You did talk to broadcasters before and explained your technology to them. They sued you. What happened?
We told everybody what we were doing and what our plans were. We expected them to give us their reactions, which they didn’t. Then came the lawsuits.
There are no settlement talks going on?
The main thing is broadcasters are afraid of a disruption in the retransmission fee system or worse.
We’re not an MVPD, we’re not subject to retrans and also we don’t have the benefits of program access. … For them to sit there and say Aereo can cause mass cord-cutting when Aereo cannot get programming like HBO, like ESPN, like Turner [Broadcasting System Inc.] … where are the antennas for that segment of population that has already concluded they don’t want the cable for it or they never took it?
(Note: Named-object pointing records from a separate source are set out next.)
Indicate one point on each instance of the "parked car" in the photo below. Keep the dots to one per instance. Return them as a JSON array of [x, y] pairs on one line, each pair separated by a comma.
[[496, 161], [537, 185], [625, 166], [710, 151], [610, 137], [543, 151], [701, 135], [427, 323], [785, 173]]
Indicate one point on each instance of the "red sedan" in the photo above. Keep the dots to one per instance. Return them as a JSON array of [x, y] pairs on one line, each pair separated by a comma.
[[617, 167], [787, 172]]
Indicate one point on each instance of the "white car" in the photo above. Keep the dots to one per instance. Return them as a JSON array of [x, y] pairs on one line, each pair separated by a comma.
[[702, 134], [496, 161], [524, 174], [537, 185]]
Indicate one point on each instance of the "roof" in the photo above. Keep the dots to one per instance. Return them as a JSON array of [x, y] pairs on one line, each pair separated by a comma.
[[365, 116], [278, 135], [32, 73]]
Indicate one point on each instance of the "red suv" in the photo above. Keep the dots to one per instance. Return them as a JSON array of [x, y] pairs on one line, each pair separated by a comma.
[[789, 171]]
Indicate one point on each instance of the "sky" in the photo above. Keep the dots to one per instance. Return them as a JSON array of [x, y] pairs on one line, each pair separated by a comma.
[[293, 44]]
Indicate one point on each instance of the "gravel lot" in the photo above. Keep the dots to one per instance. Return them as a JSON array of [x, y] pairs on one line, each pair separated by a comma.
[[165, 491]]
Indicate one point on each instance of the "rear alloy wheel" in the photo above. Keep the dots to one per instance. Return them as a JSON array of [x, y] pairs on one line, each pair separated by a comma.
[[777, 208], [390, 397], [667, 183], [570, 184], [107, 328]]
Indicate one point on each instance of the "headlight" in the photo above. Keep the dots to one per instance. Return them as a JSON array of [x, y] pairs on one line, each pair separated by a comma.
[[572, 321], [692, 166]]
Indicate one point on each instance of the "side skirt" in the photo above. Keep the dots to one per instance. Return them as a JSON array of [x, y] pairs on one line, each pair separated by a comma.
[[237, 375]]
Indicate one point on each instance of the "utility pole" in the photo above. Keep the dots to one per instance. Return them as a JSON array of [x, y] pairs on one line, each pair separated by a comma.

This is the same argument they used for VCRs, [that it will cause] the death of the industry, etc., and of course they make billions of dollars on home video. So to sit there presumptively and say that a technology that is intended for a niche is going to somehow destroy this whole industry is absolute ludicrousness.
On the contrary, what Aereo is doing is giving new users access to live [TV, and] that’s just more eyeballs. … There’s more opportunity for everyone.
Do you think you will prevail all the way based on Cablevision’s legal victory in the network DVR case?
It’s not just Aereo that is [banking] on the strength of Cablevision [Systems Corp.] Pretty much every cloud technology that’s coming out in the content realm is taking advantage of that precedent. Companies like ours, innovative new companies that come in, rely on those various strong precedents to say, “OK, courts said X, so now we can invest.” We didn’t go around and create something foolish. … We studied it carefully and created something that is highly compliant.
Can you say a DVR cannot play back a live program? That’s really what they’re asking [the court] to do. What’s the logic in that?